Damn Irish I Was Your Lover

If you see what I look like or talk to me for five minutes, you'll notice that I'm a textbook Irish-American 'mo with one missing component. Let's take a look and see if we can get to the bottom of this:

Reckless decision-making skills. Check.
Family history of alcoholism. Check.
History of alcoholism. Check.
Endurance for relentless pestilence. Check.
Red hair, fair skin, & freckles. Check, check, check.
Ability to repress emotion. Nope. None of that. 
Mmmmm. Pasty.
By the grace of God, I was created without the capacity to keep any sign of human sentiment off of my face or out of my mouth. To say that I "wear my heart on my sleeve," or that I'm "an open book" is a laughable understatement. I'm too starved for attention to keep things bottled up. My point being that sometimes I'm less like an Irish man and more like a Jewish woman.

Self-repression also helps with one's ability to keep a secret – which I cannot. I annually find the opportunity to blurt out what I bought everyone for Christmas while I'm carrying bags up the stairs. Saturday, I ran into an exboyfriend at Patty in the Park, Lafayette's St. Patrick's Day celebration, and was practically sprinting home to tell everyone about what happened. In short, I mistook him for a full-blown lesbian (thanks to the Tilda Swinton haircut and studded woman's t-shirt) then drunkenly stammered through small talk while trying to understand what I was looking at. The whole episode was a fuckmess and ended with a mortifying case of word vomit when I mentioned seeing his other exboyfriend that very morning (See Jewish Woman Syndrome). Fortunately, I can't remember specifics of our discussion because I'd broken my Lenten alcohol fast and was completely shithoused.

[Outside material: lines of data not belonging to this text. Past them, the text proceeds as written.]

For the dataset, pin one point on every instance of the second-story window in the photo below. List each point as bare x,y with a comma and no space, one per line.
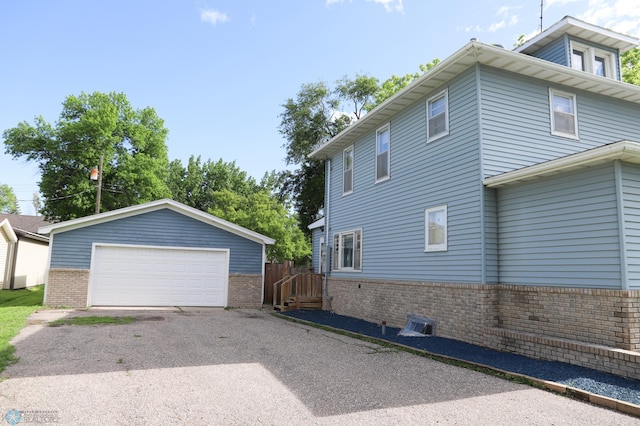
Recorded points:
347,171
383,141
592,60
564,117
438,116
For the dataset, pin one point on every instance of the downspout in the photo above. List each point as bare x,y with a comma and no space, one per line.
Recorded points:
13,255
624,280
327,247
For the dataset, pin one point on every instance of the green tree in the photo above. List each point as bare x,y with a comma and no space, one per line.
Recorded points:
630,65
262,213
196,184
8,200
395,83
132,143
307,122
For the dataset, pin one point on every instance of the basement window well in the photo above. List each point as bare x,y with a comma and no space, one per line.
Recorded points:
418,326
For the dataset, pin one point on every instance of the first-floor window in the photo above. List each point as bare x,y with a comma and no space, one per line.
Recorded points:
347,251
435,223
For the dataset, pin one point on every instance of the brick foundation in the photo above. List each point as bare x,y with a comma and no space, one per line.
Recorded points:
594,328
245,291
67,287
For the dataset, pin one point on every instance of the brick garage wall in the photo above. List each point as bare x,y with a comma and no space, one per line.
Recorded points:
67,287
594,328
245,291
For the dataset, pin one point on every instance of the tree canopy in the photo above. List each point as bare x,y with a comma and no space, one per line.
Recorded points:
317,114
8,200
630,65
132,143
225,191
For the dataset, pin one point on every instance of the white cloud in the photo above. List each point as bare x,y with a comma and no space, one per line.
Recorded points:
390,5
213,16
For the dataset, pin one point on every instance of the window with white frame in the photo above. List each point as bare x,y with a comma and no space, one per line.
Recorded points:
435,224
564,117
383,141
347,171
592,60
438,115
347,251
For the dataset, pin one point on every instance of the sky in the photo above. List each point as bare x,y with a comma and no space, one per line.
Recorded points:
218,71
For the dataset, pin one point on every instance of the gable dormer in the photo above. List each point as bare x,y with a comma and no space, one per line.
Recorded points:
581,46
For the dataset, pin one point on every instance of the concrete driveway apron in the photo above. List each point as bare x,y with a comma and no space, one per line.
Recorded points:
248,367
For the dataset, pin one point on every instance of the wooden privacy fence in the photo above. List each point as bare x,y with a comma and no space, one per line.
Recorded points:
298,291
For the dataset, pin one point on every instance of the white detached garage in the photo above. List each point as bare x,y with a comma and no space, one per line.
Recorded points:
161,253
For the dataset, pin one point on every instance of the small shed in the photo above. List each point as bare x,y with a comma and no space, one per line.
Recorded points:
23,253
161,253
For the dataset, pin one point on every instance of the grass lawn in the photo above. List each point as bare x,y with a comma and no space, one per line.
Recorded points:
15,308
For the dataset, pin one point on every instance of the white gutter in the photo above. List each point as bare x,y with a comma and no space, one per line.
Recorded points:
623,150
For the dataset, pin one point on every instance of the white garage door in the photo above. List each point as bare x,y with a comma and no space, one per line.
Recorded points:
158,276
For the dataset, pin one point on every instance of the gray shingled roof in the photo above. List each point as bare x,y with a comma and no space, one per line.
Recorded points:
25,223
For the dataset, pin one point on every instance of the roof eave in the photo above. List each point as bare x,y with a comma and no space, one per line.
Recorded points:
622,150
153,206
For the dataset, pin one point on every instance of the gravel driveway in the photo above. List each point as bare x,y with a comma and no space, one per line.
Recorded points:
248,367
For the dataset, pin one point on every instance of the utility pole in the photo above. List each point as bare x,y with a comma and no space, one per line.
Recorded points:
98,176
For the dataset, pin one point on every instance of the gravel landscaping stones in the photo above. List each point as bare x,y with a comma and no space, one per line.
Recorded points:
593,381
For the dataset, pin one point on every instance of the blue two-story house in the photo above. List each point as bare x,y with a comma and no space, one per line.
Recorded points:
498,195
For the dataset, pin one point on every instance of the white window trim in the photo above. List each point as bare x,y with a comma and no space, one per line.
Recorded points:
555,132
388,176
435,247
589,57
339,267
445,94
353,160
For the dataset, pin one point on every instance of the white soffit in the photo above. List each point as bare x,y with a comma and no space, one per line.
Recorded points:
623,150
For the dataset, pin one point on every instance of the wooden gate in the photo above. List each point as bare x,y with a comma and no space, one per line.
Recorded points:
274,272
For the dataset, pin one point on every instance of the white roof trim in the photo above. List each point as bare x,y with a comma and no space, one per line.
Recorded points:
8,230
579,29
317,224
623,150
477,53
153,206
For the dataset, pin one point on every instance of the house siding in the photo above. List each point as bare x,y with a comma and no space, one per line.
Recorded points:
631,207
555,52
72,249
423,175
561,231
515,121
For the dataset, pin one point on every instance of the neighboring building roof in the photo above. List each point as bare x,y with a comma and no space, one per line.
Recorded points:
8,230
317,224
473,53
579,29
25,223
622,150
153,206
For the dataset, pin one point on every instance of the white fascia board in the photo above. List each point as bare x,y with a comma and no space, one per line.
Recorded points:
623,150
153,206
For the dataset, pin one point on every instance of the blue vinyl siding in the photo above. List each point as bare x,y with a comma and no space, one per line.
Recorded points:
72,249
561,231
555,52
631,203
516,122
423,175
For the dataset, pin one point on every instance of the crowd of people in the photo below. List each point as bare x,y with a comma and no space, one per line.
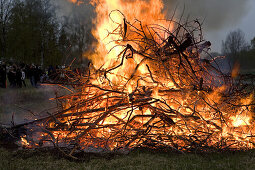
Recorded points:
16,74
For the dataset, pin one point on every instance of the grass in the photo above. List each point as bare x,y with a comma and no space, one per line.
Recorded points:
21,102
30,159
36,100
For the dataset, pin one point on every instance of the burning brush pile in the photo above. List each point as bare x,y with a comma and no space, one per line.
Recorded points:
149,85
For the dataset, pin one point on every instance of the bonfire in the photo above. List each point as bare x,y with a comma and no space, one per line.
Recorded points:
151,83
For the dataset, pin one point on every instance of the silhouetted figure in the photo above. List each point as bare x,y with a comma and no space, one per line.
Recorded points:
18,78
2,75
12,76
23,77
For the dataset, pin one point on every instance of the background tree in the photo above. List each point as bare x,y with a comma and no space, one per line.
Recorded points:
5,13
235,43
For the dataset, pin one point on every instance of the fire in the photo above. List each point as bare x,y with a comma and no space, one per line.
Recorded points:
147,85
78,2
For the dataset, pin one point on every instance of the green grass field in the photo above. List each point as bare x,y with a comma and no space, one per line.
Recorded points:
22,103
36,99
134,160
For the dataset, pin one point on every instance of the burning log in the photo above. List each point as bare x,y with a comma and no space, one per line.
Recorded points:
157,92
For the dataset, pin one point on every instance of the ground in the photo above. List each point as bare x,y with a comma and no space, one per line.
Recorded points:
21,102
135,160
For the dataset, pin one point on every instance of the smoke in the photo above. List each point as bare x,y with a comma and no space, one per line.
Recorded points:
217,14
65,8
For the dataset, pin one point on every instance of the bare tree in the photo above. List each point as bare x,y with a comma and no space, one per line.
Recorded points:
5,12
235,43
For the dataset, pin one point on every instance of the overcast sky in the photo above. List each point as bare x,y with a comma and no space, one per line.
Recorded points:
220,16
246,23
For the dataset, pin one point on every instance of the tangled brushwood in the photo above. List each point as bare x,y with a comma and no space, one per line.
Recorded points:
160,89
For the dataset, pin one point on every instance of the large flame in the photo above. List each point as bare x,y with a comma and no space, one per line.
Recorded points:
174,111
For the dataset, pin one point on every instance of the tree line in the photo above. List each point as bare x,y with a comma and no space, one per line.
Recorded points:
238,50
32,32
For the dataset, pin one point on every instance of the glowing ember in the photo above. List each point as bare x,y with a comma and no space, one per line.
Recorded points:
149,86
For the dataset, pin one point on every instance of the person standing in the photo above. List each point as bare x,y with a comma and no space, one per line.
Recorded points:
23,77
18,78
3,75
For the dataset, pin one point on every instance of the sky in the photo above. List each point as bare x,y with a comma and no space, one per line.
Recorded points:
246,24
219,16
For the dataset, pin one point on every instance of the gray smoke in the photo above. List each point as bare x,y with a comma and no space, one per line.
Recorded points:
217,14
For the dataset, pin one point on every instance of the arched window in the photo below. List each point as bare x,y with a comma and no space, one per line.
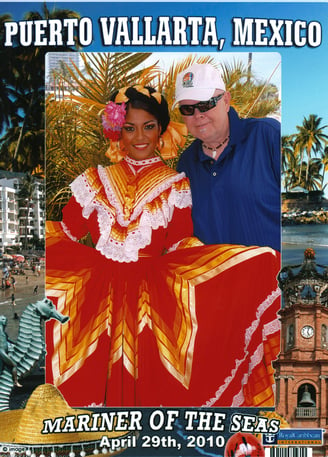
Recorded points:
306,397
290,340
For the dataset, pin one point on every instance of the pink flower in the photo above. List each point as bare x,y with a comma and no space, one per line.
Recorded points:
113,120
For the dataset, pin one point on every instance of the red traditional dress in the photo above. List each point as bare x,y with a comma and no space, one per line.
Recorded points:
196,326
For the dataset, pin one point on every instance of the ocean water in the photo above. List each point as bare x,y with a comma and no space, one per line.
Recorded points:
296,238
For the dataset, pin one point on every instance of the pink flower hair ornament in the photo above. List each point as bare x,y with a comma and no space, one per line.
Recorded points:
113,120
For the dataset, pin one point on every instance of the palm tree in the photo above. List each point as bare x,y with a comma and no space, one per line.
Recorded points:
324,160
74,138
311,177
22,97
309,138
290,162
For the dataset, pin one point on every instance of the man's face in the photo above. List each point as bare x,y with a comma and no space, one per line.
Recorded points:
211,126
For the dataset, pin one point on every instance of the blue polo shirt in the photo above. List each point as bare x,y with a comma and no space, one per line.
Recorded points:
236,199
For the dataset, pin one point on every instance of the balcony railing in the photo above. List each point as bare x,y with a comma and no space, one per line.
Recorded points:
304,412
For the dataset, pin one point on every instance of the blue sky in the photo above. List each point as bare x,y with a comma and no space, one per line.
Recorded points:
303,69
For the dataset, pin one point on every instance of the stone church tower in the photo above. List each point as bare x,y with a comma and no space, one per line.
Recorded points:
301,371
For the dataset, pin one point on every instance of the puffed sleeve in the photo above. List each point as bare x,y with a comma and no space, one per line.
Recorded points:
73,223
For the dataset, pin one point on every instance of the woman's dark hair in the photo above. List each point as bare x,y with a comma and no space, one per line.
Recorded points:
149,103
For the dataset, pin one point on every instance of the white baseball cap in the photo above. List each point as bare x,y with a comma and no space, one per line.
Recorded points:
198,82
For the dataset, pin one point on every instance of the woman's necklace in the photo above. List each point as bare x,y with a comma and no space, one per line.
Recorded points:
213,150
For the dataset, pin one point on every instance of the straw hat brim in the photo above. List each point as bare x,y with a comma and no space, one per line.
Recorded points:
24,426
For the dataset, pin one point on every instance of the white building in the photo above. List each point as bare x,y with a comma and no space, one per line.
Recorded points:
20,220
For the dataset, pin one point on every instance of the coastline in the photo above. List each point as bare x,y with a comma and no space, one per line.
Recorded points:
301,211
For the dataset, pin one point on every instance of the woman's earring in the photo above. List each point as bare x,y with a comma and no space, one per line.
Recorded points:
161,143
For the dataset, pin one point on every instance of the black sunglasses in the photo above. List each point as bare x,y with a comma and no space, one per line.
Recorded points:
188,110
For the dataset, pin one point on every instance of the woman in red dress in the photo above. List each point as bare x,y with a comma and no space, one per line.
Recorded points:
156,318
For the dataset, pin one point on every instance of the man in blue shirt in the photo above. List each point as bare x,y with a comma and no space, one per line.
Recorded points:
233,165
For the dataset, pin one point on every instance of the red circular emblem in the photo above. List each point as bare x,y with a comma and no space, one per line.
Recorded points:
243,445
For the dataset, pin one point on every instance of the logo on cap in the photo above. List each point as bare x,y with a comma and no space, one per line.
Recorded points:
187,80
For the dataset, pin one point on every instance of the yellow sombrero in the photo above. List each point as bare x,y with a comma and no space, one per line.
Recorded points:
23,427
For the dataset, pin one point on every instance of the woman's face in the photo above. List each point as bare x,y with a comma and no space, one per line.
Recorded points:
140,134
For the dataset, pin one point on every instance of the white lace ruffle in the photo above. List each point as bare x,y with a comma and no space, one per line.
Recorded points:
112,198
257,355
140,237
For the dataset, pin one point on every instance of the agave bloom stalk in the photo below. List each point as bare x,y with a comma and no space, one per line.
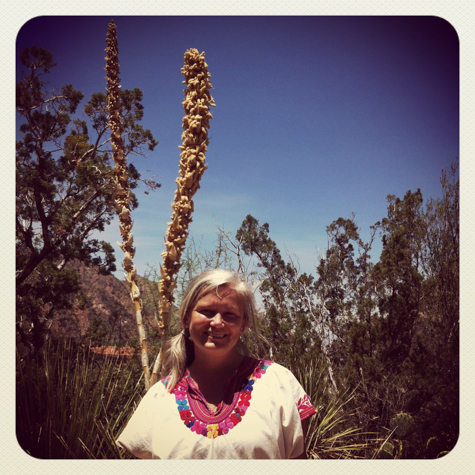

The worst part about having free-flowing emotions is dealing with the uncontainable eruptions that can take over – regardless of where I am or who's around. And as the double-edged sword of emotional autonomy works, I burst into tears on my walk home from Patty. It might have been the case of High Life, but seeing my ex made my belly hurt. I wasn't prepared to run into him and I felt betrayed that he'd lost a little weight  since I'd seen him last. So I did the sensible thing for a 23-year-old, hormonal gay to do: call his mama. 

My mom's an amazing person, but she's nearly broken from having three kids that refuse to let her be happy. On the plus side, this makes her undaunted by most things – like phone calls from her oldest son about his gay insecurities. Her maiden name is O'Reilly and she lives up to it by being an emotional cinder block. Unlike myself, she's a virtual locksmith of feelings – the ideal person to verbally bitch slap sense into me. And after an hour of her idioms that nearly always revolve around how temporary everything is, I stop sobbing and start cleaning up the living room. 

In the interest of peace of mind, I accept my Irish inheritance of flammable skin, sky-high alcohol tolerance, and Nathan Lane's emotional threshold. It's sexy for a guy to want to talk everything out. And fortunately, you never have to guess what I'm thinking. In fact, I've got a blog where I say every hostile, passive aggressive thing that crosses my mind.